The objective of this study was to evaluate the efficacy and safety of three daily dosages of the triple monoamine reuptake inhibitor NS 2330 (tesofensine) compared to placebo as monotherapy in early Parkinson's disease (PD). In MPTP (1-methyl 4-phenyl-tetrahydropyridine 1,2,3,6)-lesioned marmosets, dopamine reuptake inhibitors have been demonstrated to reverse parkinsonian signs without evoking established dyskinesia.
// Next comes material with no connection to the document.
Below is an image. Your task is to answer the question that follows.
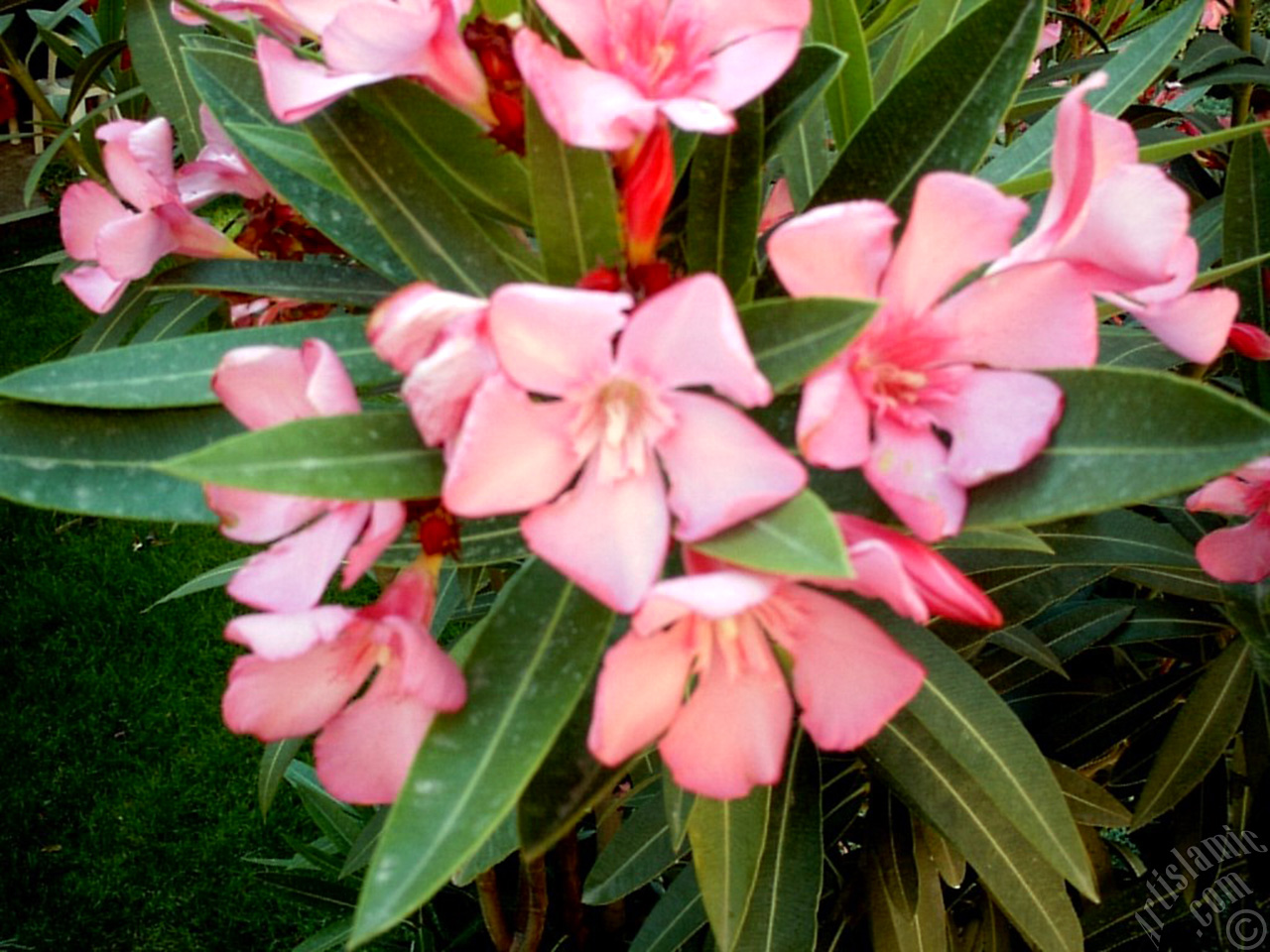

NS 2330 inhibits reuptake of dopamine, serotonin, and norepinephrine. We performed a proof-of-concept, randomized, double-blind trial of NS 2330. Two hundred sixty-one subjects with PD < 5 years and not receiving dopaminergic treatment were randomly assigned to daily treatment with NS 2330 at 0.25 mg, 0.5 mg, 1.0 mg, or placebo. Adjusted mean difference in total Unified Parkinson's Disease Rating Scale (UPDRS) scores from baseline to week 14 was -0.7 (P = 0.64) in the 0.25-mg group, -1.3 (P = 0.41) in the 0.5-mg group, and -1.7 (P = 0.27) in the 1.0-mg group. The adjusted mean difference in total UPDRS score for the highest dose group (1.0 mg/day) was superior to placebo at week 6 (-3.1; P = 0.02), but this effect was not sustained. NS 2330 was generally well tolerated and the most commonly reported adverse events were constipation, insomnia, and dry mouth. Decreased body weight and elevated heart rate were common in the 1.0-mg dosage group. At the dosages tested, NS 2330 did not provide significantly greater benefit than placebo. It is possible that inhibition of dopamine reuptake alone does not provide clinical benefit in early PD, adequate inhibition of dopamine reuptake was not achieved in this study, or counter-vailing physiologic mechanisms offset the potential benefit.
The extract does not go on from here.